Graz: Kirche entwickelte Modellprojekte für leistbares Wohnen
Das "Haus Maria - Leistbar Wohnen Lend" in der Keplerstraße 82 ist eines von vier Gebäuden in Graz, in dem die Caritas Steiermark gemeinsam mit der Diözese Graz-Seckau leistbaren Wohnraum zur Verfügung stellt. Besucht wurde das innovative Wohnprojekt mit 32 Wohnungen für 53 Personen im Zuge einer Pressefahrt der Caritas Österreich zu verschiedenen Projekten der kirchlichen Hilfsorganisation, auf die im Zuge der bevorstehenden Kampagne der Caritas für Notleidende in Österreich aufmerksam gemacht werden sollte. Der steirische Caritasdirektor Herbert Beiglböck erhofft sich vom seit März besiedelten "Haus Maria" eine Vorbildwirkung für die Kommunalpolitik: "Wir haben bewiesen, dass es geht, preisgünstig Wohnraum zu schaffen."
Caritas-Präsident Michael Landau - als Teilnehmer der Pressefahrt ebenfalls in Graz - wies darauf hin, dass die Mieten in den vergangenen Jahren weit höher stiegen als die Inflation. Österreich stehe dank seines sozialen Wohnbaus zwar besser da als viele andere europäische Staaten. "Aber sozialer Wohnbau alleine wird das Problem nicht lösen", merkte Landau an. Erst eine Gesamtstrategie aus ineinandergreifenden Reformen wie etwa einer Reform des Mietrechtsgesetzes könne nachhaltig leistbaren Wohnraum in allen Wohnungsmarktsegmenten schaffen sowie Zugänge auch für einkommensschwache Menschen öffnen.
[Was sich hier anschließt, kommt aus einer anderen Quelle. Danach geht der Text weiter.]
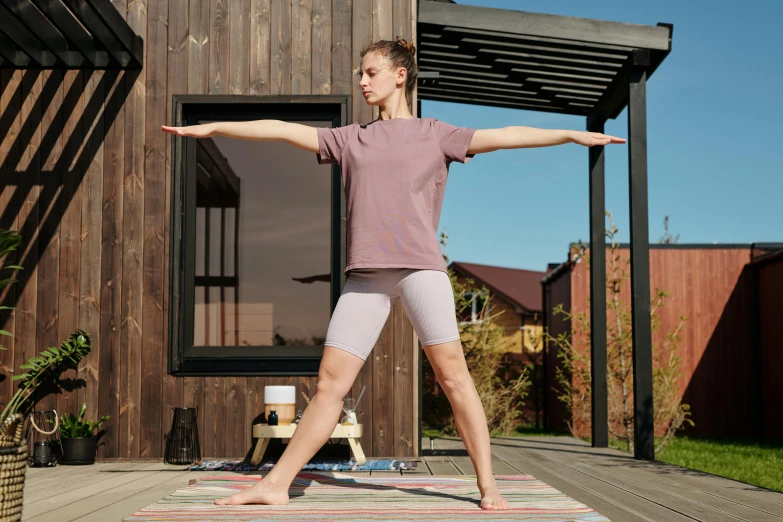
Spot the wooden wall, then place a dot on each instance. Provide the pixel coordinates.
(713, 289)
(557, 291)
(770, 307)
(86, 180)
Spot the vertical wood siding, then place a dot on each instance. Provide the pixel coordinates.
(86, 178)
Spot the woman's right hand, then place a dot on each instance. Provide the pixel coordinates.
(194, 131)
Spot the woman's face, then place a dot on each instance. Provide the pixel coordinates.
(377, 81)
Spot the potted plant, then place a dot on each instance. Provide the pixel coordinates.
(80, 442)
(42, 377)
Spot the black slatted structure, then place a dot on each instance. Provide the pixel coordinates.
(565, 65)
(66, 34)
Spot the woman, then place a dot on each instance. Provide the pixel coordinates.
(394, 174)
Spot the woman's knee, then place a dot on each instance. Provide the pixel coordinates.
(337, 373)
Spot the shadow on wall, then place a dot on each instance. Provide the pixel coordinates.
(25, 168)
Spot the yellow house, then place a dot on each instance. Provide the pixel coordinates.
(513, 291)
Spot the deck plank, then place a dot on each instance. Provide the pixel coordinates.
(610, 501)
(70, 505)
(639, 472)
(80, 477)
(596, 469)
(163, 484)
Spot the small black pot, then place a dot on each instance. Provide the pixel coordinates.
(80, 450)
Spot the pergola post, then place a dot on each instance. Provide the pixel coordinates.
(644, 443)
(600, 426)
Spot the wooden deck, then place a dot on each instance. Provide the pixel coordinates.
(609, 481)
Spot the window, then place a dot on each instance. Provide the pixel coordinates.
(257, 241)
(478, 300)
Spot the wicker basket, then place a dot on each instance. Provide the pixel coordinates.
(13, 465)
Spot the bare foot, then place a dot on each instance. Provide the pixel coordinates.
(258, 494)
(491, 499)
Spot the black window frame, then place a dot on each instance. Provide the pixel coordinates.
(185, 359)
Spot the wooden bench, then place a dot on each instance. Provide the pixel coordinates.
(264, 432)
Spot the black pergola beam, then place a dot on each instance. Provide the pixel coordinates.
(536, 24)
(72, 29)
(66, 34)
(28, 15)
(599, 398)
(25, 40)
(644, 443)
(13, 57)
(124, 50)
(132, 42)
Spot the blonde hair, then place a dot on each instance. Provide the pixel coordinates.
(400, 53)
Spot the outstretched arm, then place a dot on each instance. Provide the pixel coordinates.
(302, 136)
(516, 137)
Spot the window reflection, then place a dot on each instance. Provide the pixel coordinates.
(262, 267)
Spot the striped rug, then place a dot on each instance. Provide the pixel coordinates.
(342, 496)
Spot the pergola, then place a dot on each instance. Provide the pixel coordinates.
(66, 34)
(566, 65)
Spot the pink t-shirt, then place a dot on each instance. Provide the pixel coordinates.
(394, 175)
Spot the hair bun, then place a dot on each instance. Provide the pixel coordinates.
(409, 46)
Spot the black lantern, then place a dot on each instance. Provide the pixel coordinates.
(47, 448)
(182, 445)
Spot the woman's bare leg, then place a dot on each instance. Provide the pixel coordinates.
(336, 375)
(451, 370)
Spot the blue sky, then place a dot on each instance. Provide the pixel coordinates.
(715, 143)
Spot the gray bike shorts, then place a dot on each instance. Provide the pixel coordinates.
(369, 294)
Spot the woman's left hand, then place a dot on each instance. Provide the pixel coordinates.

Den Anstoß zu den insgesamt vier kirchlichen Wohnprojekten für bedürftige Mieter in Graz gab laut Michael Lintner, dem Abteilungsleiter Basisversorgung der Caritas Steiermark, die permanente Überlastung der Notschlafstellen und das Bestreben, Quartiersuchenden nicht nur akute Abhilfe, sondern einen längerfristigen Ausgangsort für nachhaltige Konsolidierung zu bieten. Mittels zentrumsnaher kirchlicher Immobilien und einer guten Kooperation mit der Förderstelle des Landes Steiermark habe man "Neuland betreten", so Lintner: Im "Haus Maria" und in einem weiteren Caritas-Haus in der Grazer Grabenstraße gibt es seit dem Frühjahr insgesamt 53 Wohnungen mit befristeten, betreuten Untermietverträgen. Ähnliche Modelle der Diözese Graz-Seckau mit weiteren 45 Wohnungen befinden sich in der Steyrer- und der Raimundgasse.
Gemeinschaft wird gefördert
Die Preise sind laut Lintner deutlich unter dem ortsüblichen Niveau, durchschnittlich 8,50 Euro pro Quadratmeter. Vergabekriterien sind finanzielle, zeitliche und räumliche Dringlichkeit sowie die Bereitschaft, sich in eine Hausgemeinschaft einzubringen. Schmackhaft machen dies im "Haus Maria" Gemeinschaftseinrichtungen wie Partyraum, Billardzimmer, Heimkino oder Waschküche. Kein Wunder also, dass die Nachfrage entsprechend groß war, wie der Caritas-Bereichsleiter erzählte. Die Kirche könne hier in Zeiten, da einerseits Wohnungsnot herrscht und andererseits Immobilien zu Anlageprojekten wurden, nur für einen "Tropfen auf den heißen Stein" sorgen. Und Ziel sei es ja nicht, der Politik zukommende Aufgaben zu übernehmen, fügte Herbert Beiglböck hinzu, sondern einen Impuls zur Behebung eines immer virulenteren Problems zu geben.
Sparsames Bauen sei jedenfalls möglich, wie die Architekten in den Grazer Kirchenhäusern bewiesen hätten. Abstriche hätten bei den "Kostentreibern" Garagenplätze gemacht werden können, so Beiglböck, und durch die dickeren Wände der Altbauten habe man weniger Auflagen bei der Wärmedämmung erfüllen müssen. Die Mieter sollen in der Regel drei Jahre Zeit bekommen, um in eine langfristige Wohnform wie etwa eine Gemeindewohnung zu wechseln. Dies gilt nicht für die älteste Bewohnerin des "Hauses Maria", der 95-jährigen Frau Becke-Rausch: Sie musste, wie die rüstige Dame den Journalisten erzählte, aus ihrer unleistbar gewordenen, großen Wohnung ausziehen und fühle sich in der sich immer mehr herausbildenden Gemeinschaft inmitten vieler junger Mieter rundum wohl.